# isn't this silly?



## OneSADClown (Apr 14, 2004)

this is not one of those "SA doesn't exist" threads or the like.. i've been thinking about this for quite some time, and today, after watching a British documentary called "What We Still Don't Know" (highly recommended), it just further cemented my belief that all our problems, no matter how big or how small, are just not important, on the large scale of things..

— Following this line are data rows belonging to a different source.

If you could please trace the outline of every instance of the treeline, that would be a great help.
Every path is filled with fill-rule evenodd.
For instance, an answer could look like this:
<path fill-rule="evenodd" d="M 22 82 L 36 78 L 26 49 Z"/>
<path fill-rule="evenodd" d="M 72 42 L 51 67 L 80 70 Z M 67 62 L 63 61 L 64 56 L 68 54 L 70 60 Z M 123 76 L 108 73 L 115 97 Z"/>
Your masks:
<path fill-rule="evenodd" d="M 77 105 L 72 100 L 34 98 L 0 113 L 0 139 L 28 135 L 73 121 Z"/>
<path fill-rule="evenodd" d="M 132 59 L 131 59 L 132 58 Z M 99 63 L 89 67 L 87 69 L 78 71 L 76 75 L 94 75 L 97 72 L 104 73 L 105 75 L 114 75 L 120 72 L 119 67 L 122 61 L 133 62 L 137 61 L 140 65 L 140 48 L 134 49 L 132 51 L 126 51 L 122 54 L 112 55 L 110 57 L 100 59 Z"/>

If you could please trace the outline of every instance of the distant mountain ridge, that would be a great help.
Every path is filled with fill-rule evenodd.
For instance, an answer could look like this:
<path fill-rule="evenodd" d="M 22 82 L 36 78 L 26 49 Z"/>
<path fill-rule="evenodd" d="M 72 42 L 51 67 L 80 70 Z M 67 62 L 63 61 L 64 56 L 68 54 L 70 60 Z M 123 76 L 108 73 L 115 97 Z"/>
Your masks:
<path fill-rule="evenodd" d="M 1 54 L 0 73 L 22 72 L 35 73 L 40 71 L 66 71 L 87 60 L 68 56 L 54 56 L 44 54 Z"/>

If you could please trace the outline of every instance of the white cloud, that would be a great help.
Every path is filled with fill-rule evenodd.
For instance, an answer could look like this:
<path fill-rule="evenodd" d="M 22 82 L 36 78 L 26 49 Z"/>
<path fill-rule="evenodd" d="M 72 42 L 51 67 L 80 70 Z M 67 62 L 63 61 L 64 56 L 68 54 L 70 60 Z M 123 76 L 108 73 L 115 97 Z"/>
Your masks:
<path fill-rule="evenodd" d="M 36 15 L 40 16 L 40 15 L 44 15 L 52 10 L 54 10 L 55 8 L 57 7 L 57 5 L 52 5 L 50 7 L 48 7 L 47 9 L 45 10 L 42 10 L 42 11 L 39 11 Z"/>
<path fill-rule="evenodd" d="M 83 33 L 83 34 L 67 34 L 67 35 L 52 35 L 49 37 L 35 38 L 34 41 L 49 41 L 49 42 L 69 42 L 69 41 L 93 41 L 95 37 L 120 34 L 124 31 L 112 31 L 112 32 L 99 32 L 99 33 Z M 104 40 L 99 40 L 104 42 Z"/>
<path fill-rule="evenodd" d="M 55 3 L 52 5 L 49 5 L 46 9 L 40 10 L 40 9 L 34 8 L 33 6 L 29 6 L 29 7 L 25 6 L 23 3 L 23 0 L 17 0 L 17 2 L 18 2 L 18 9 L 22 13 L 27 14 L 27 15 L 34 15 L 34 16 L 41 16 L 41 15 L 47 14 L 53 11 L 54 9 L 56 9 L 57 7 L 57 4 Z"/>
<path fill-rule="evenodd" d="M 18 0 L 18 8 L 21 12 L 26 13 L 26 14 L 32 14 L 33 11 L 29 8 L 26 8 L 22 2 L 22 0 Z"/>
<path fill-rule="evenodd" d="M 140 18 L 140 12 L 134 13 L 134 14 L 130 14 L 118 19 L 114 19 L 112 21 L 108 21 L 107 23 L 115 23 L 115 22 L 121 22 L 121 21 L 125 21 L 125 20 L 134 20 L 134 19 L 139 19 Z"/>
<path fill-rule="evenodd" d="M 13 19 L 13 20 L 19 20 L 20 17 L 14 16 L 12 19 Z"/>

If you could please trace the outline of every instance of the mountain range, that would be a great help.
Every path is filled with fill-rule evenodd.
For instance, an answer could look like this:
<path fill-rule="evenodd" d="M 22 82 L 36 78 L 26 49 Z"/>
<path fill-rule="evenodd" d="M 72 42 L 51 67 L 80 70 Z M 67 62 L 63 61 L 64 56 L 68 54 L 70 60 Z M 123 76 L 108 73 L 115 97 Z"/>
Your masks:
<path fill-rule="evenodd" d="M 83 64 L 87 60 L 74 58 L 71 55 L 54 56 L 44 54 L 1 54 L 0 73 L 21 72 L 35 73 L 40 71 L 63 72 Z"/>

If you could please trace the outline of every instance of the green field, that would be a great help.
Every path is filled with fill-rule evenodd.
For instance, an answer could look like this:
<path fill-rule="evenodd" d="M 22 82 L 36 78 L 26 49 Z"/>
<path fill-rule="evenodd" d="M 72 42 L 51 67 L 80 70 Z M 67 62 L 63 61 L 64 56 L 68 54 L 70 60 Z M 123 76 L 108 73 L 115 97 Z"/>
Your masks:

i'm sure there are a lot of philosophies that share this view (nihilism comes to mind), but i don't necessarily share their belief system.. there's also a similar view proposed by H.P. Lovecraft with Cosmicism, that i feel has more relevance to what i'm trying to explain..

here's the deal.. we're tiny. in the language of the universe, we -- and i'm talking about the human race -- might as well be nonexistent. there is simply far too much going on around us that we simply don't understand yet, for us to be concerned with "i hope she likes me" or "i wonder if i sound like a dork". there are trillions and trillions of planets, stars and galaxies, and an unquantifiable amount of matter in our universe alone. *and that just accounts for roughly 15% of what our universe is made of.* the other _85%_ we have no idea about, and haven't even begun to understand how it works, where it comes from, or even what it is. it's been dubbed Dark Matter and Dark Energy, but everything else is just speculation. to make things more confusing, there's the multiverse theory, the lengths of which we're not even capable to imagine.

this all might seem non-interesting to you, but consider the size of it all. the relative insignificance of our own big blue world, and everything on it. consider what we go through everyday, what we do, feel, say, think... it's pretty much pointless. now, i'm not saying we shouldn't worry about it and feel like there's no consequence to anything we do, because that's just destructive in nature, and i'm not proposing that.

my point is to try and take matters in perspective, and think about the things we feel are running our lives (like SA in our case), and just try to not give it anymore thought or attempt to consciously downplay it with this way of thinking.

i know what i'm saying is pretty much impossible to achieve, but thinking about this has really helped me cope with my concept about this disorder, and has helped me overcome it on a number of occasions, if only temporarily.

just yesterday, i was scared to death to pick up the phone and call this girl i like, and thinking about the insignificance of it all, and thus my worries about it, i proceeded to call her, even though i was a nervous wreck while talking  hehe.. but at least it pushed me into making the first move, which we all fear so much..

i'm really interested in these cosmological aspects, so it'd be great if anyone has something to add..

just a thought.. 

also, here's a great video that's related to what i mean.. it's the intro to the movie "Contact" (highly recommended, as well), and it beautifully puts things in proportion, just enough to make your head hurt about the vastness of it all, but hopefully, enough to make you think twice about your problems as well..


----------



## loner1 (Mar 17, 2006)

Whoa.

Yeah, that puts everything into perspective, all right. 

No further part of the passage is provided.